Mit dem Stilmittel der wie im Winter seiner Vier Jahreszeiten kühl und scharf kratzenden Streicher leitete Vivaldi in die aus dem Erlösungsverlangen umschlagende Rachelust über, die er in finaler Arie „Nell'orrido albergo“ mit einem Schwung an rockigen Sechzehntel-Blöcken, punktierten Triller-Figuren und rhythmisch-schlagendem Continuo im forte-piano-Wechsel vertonte. So aufgedreht und aufgekratzt, Orchester und Solist phrasierten und betonten nahezu wunderbar identisch, brachte Fagioli das Publikum mit seinem halsbrecherischen Furor in Ausdruck, Tempo und stimmlicher Wachheit schon nach seinem ersten Auftritt verdientermaßen zu einer Kaskade von Jubel und Bravo-Rufen.
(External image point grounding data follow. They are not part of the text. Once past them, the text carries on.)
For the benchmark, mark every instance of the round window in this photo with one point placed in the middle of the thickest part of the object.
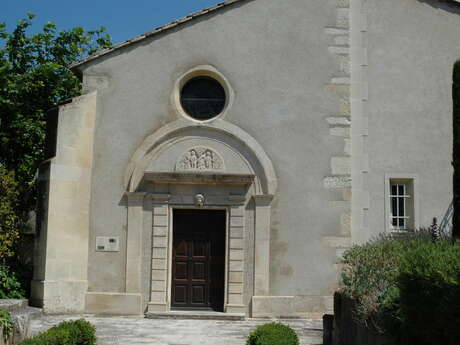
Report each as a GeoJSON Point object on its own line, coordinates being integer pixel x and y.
{"type": "Point", "coordinates": [203, 98]}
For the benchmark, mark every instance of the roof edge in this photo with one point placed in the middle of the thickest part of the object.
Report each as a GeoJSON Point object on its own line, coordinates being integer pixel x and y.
{"type": "Point", "coordinates": [155, 31]}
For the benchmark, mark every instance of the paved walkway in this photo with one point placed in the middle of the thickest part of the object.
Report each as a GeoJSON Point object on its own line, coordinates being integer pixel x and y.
{"type": "Point", "coordinates": [140, 331]}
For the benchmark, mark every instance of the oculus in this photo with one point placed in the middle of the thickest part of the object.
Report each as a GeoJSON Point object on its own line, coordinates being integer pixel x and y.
{"type": "Point", "coordinates": [203, 98]}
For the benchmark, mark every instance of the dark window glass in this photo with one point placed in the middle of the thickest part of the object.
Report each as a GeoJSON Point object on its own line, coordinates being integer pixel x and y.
{"type": "Point", "coordinates": [401, 207]}
{"type": "Point", "coordinates": [203, 98]}
{"type": "Point", "coordinates": [394, 206]}
{"type": "Point", "coordinates": [393, 190]}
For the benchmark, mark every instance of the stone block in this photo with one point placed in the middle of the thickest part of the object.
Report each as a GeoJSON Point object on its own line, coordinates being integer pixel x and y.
{"type": "Point", "coordinates": [236, 221]}
{"type": "Point", "coordinates": [160, 231]}
{"type": "Point", "coordinates": [159, 264]}
{"type": "Point", "coordinates": [158, 274]}
{"type": "Point", "coordinates": [341, 165]}
{"type": "Point", "coordinates": [236, 243]}
{"type": "Point", "coordinates": [235, 298]}
{"type": "Point", "coordinates": [331, 182]}
{"type": "Point", "coordinates": [236, 232]}
{"type": "Point", "coordinates": [236, 254]}
{"type": "Point", "coordinates": [158, 296]}
{"type": "Point", "coordinates": [160, 220]}
{"type": "Point", "coordinates": [159, 253]}
{"type": "Point", "coordinates": [235, 277]}
{"type": "Point", "coordinates": [235, 288]}
{"type": "Point", "coordinates": [158, 285]}
{"type": "Point", "coordinates": [160, 242]}
{"type": "Point", "coordinates": [236, 266]}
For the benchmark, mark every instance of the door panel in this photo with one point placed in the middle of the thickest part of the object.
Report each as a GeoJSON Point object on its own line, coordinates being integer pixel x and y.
{"type": "Point", "coordinates": [198, 259]}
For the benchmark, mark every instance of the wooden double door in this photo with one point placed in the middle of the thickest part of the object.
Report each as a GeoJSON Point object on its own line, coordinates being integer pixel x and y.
{"type": "Point", "coordinates": [198, 260]}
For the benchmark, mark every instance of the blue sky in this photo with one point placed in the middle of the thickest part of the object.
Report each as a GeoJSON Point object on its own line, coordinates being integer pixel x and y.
{"type": "Point", "coordinates": [123, 19]}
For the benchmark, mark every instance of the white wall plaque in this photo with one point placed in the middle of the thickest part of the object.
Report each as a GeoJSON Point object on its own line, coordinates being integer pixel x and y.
{"type": "Point", "coordinates": [107, 244]}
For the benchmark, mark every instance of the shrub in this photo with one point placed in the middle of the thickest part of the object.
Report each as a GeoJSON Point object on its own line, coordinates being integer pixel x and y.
{"type": "Point", "coordinates": [429, 293]}
{"type": "Point", "coordinates": [78, 332]}
{"type": "Point", "coordinates": [273, 334]}
{"type": "Point", "coordinates": [10, 287]}
{"type": "Point", "coordinates": [6, 324]}
{"type": "Point", "coordinates": [369, 277]}
{"type": "Point", "coordinates": [406, 287]}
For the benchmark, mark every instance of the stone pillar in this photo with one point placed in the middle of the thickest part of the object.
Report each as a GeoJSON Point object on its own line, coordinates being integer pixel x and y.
{"type": "Point", "coordinates": [159, 295]}
{"type": "Point", "coordinates": [60, 279]}
{"type": "Point", "coordinates": [262, 245]}
{"type": "Point", "coordinates": [134, 242]}
{"type": "Point", "coordinates": [234, 303]}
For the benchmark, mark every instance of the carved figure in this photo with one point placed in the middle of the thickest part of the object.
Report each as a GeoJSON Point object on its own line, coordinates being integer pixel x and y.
{"type": "Point", "coordinates": [200, 159]}
{"type": "Point", "coordinates": [199, 200]}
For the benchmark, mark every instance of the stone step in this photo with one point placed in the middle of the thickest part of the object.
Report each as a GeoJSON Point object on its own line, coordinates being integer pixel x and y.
{"type": "Point", "coordinates": [196, 315]}
{"type": "Point", "coordinates": [12, 305]}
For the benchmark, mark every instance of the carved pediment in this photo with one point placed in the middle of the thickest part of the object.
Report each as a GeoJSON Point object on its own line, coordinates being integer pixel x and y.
{"type": "Point", "coordinates": [200, 158]}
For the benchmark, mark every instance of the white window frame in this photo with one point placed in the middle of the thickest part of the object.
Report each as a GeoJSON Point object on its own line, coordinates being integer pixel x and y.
{"type": "Point", "coordinates": [411, 216]}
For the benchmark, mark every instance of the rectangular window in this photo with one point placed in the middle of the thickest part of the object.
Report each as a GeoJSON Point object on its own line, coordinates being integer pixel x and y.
{"type": "Point", "coordinates": [400, 201]}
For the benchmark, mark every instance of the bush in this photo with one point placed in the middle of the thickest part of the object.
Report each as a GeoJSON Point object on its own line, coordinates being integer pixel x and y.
{"type": "Point", "coordinates": [273, 334]}
{"type": "Point", "coordinates": [369, 277]}
{"type": "Point", "coordinates": [6, 324]}
{"type": "Point", "coordinates": [10, 287]}
{"type": "Point", "coordinates": [407, 287]}
{"type": "Point", "coordinates": [429, 293]}
{"type": "Point", "coordinates": [78, 332]}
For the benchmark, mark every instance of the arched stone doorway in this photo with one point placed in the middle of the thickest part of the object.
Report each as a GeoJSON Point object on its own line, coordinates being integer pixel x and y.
{"type": "Point", "coordinates": [188, 166]}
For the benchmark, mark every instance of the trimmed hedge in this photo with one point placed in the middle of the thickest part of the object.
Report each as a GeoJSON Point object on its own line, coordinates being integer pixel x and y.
{"type": "Point", "coordinates": [273, 334]}
{"type": "Point", "coordinates": [429, 294]}
{"type": "Point", "coordinates": [456, 148]}
{"type": "Point", "coordinates": [6, 324]}
{"type": "Point", "coordinates": [78, 332]}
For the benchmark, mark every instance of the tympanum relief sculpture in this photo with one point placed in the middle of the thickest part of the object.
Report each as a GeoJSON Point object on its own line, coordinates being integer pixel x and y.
{"type": "Point", "coordinates": [200, 158]}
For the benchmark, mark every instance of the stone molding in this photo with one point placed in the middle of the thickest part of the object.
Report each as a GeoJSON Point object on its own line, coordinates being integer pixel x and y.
{"type": "Point", "coordinates": [157, 141]}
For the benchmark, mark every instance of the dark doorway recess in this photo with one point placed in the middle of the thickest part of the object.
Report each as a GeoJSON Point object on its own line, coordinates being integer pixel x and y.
{"type": "Point", "coordinates": [198, 260]}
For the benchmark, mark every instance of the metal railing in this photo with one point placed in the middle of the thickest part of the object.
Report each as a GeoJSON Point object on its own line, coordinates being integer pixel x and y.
{"type": "Point", "coordinates": [445, 227]}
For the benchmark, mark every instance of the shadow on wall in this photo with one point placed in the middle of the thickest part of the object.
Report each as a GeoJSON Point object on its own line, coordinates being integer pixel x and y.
{"type": "Point", "coordinates": [452, 6]}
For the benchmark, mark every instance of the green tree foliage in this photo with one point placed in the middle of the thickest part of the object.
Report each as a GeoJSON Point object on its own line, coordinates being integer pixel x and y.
{"type": "Point", "coordinates": [9, 219]}
{"type": "Point", "coordinates": [34, 77]}
{"type": "Point", "coordinates": [456, 149]}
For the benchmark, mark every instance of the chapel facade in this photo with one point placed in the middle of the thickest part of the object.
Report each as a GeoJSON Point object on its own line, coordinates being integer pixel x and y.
{"type": "Point", "coordinates": [225, 161]}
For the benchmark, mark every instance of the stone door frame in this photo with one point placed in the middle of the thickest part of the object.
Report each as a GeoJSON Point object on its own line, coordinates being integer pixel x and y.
{"type": "Point", "coordinates": [162, 246]}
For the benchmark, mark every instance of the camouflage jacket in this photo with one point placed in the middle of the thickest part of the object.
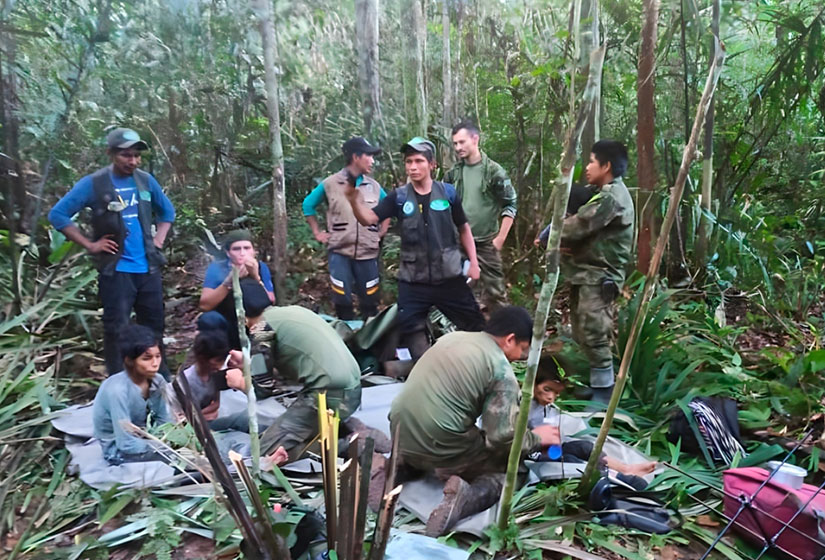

Mit Veracinis Ouvertüre Nr. 6 nahm das Venice Baroque Orchestra den rein instrumentalen Part wieder auf, der sich programmatisch und farblich gut mit den Gesangsstücken ergänzte. Darin ließ das Orchester aber bereits erahnen, dass es trotz allen Bemühens an diesem Abend nicht ganz an das Niveau von Fagioli heranreichte. Denn abseits lobenswerter Phrasierung mit rechter Hand der Streicher im Largo und teilweise knackig-lebendigen Basssprühens im finalen Allegro verfestigte sich der Eindruck eines in Kombination mit dem Gesangssolisten etwas unpassend zurückhaltenden, angestrengten Ensembles. So hätten alle, nicht nur die zirpenden Oboen im rhythmisch-wiegenden ersten Allegro oder luftig-leichten Finalsatz, sondern auch Fagott und Unisono-Echo-Violinen eine Portion mehr Frische, Lebendigkeit und Genauigkeit vertragen können.